Is this an IQ test or a diagnosis?

No. This package is a short cognitive reflection check built around three well-known trap questions. It does not diagnose anything and it does not claim to measure intelligence broadly.

Why can Level and Reflection Index point in different directions?

Level depends only on how many answers were correct. Reflection Index also subtracts weighted lure picks. A user can therefore keep the same level label while the index moves up or down with the selected lure weight.

What changes when Review depth is set to Forensic detail?

Scoring does not change. The package simply reveals extra panes that list intuitive lure picks and all missed items, which is useful when you want to inspect the exact error pattern.

Do my answers leave the device?

Routine scoring stays in the browser, but the response state is still written into the page link.

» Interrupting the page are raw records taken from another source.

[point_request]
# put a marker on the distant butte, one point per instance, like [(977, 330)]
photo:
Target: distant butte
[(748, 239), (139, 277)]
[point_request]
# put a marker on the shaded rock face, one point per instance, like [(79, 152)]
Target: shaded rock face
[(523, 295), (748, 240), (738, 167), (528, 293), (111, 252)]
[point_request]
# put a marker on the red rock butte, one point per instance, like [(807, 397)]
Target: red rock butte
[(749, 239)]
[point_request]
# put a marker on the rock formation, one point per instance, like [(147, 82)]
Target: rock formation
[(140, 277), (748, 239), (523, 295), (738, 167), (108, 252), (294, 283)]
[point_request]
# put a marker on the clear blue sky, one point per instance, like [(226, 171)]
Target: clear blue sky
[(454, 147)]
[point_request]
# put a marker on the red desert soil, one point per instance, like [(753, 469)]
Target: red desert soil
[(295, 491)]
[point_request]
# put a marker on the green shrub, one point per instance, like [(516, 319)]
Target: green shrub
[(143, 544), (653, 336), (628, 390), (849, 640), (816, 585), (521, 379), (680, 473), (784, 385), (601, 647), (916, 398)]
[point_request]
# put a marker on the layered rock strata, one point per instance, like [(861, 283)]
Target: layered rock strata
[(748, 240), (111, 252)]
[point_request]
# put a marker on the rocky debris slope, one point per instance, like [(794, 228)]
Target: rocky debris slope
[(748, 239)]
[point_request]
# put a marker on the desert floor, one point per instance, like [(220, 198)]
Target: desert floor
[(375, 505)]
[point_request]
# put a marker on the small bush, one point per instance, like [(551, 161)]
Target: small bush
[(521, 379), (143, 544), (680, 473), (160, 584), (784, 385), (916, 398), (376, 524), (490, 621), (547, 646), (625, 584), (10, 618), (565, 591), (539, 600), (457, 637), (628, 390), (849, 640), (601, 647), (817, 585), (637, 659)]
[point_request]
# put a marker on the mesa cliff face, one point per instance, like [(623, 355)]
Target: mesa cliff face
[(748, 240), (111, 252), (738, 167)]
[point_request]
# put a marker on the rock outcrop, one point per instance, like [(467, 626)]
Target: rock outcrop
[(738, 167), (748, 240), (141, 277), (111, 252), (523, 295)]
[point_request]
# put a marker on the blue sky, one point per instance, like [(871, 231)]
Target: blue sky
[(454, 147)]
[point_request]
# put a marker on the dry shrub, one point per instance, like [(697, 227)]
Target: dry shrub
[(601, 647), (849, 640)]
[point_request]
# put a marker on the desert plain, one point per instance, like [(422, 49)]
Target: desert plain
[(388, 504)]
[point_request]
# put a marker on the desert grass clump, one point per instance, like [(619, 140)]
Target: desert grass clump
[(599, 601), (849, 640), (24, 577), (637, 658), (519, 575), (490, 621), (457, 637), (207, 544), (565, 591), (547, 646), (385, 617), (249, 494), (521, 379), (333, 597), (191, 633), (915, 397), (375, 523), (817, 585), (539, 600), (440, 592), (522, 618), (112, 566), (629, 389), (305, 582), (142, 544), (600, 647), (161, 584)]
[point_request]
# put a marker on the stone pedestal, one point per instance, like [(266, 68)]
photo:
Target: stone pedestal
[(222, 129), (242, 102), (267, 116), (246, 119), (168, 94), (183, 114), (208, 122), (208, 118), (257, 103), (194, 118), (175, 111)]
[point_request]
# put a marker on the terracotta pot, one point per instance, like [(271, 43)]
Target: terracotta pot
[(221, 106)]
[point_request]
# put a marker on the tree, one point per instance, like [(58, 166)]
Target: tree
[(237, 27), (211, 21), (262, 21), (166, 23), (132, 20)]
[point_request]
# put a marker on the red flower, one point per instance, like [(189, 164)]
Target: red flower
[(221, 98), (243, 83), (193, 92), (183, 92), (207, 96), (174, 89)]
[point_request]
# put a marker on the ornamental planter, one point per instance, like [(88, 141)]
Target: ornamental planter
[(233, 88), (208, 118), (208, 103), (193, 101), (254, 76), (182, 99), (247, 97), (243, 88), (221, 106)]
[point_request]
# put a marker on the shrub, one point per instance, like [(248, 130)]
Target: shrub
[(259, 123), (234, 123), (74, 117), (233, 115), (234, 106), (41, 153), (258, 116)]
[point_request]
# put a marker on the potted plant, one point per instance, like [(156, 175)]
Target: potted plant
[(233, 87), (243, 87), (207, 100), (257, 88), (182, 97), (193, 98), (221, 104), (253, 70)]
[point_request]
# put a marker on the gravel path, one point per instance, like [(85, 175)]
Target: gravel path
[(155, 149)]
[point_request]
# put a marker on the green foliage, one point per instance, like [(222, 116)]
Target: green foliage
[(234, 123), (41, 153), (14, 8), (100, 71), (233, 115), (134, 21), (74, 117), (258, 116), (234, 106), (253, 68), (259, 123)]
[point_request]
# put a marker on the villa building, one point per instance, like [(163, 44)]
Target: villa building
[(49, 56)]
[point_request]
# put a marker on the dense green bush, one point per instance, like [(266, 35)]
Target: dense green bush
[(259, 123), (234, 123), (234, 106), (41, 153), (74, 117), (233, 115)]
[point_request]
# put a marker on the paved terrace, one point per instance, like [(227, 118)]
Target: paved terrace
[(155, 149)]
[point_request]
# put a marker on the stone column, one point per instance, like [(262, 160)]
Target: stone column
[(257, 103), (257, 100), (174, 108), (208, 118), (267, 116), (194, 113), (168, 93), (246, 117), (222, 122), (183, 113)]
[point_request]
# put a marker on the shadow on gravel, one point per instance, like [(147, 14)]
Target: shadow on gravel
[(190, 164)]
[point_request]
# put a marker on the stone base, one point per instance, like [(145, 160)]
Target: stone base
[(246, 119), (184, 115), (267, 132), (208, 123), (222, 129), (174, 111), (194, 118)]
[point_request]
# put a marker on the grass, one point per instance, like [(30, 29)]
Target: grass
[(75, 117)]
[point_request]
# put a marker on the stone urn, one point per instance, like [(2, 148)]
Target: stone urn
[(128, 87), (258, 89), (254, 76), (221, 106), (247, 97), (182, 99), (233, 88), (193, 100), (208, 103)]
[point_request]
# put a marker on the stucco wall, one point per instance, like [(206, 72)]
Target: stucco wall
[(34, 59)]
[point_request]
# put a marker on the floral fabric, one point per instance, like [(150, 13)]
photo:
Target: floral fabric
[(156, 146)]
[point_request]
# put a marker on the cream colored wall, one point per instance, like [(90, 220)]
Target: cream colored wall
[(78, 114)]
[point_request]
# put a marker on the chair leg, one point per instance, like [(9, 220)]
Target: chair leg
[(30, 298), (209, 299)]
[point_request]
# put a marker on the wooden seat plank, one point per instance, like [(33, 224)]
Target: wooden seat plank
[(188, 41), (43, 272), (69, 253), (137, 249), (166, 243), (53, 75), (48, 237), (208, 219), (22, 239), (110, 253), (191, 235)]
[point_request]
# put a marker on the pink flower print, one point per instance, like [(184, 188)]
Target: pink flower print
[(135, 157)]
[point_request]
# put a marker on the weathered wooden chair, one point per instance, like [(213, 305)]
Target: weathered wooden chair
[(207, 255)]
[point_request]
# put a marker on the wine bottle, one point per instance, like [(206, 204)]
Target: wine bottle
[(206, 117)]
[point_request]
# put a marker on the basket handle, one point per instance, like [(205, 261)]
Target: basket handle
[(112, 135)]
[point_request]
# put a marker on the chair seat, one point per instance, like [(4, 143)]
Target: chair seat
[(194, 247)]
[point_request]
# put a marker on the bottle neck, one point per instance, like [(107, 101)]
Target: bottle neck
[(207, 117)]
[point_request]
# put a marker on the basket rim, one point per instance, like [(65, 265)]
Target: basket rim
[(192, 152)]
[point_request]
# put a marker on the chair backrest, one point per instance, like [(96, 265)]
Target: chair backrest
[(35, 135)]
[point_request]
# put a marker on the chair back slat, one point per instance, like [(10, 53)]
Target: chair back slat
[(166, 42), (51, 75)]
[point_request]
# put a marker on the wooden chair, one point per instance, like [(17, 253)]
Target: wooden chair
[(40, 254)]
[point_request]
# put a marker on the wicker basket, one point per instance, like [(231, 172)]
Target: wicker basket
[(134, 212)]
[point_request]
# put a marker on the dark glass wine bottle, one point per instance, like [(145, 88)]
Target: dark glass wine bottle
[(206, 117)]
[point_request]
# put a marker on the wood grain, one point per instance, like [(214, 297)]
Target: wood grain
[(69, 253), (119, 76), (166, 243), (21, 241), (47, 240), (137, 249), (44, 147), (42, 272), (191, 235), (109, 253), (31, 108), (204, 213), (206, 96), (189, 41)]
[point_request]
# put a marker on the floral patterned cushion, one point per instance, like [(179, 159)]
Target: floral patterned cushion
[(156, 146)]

That means a shared URL can expose the answer pattern even though the package does not need a server helper to score the test.

Why did a copied link fail to restore the same answers?

The r parameter has to contain exactly three characters, each one either 0, 1, 2, 3, or -. If the code is malformed, the package ignores it and starts with unanswered items.

Glossary:

Cognitive reflection
The tendency to pause, question an initial answer, and keep reasoning before committing to it.
Intuitive lure
The tempting wrong answer the item was designed to invite before a second check.
Reflection Index
The package's weighted 0 to 100 summary that rewards correct answers and penalizes lure picks.
Lure penalty weight
The multiplier, 1x to 3x, that controls how strongly a lure answer lowers the reflection index.
Other miss
A wrong answer that was not the canonical lure for that item.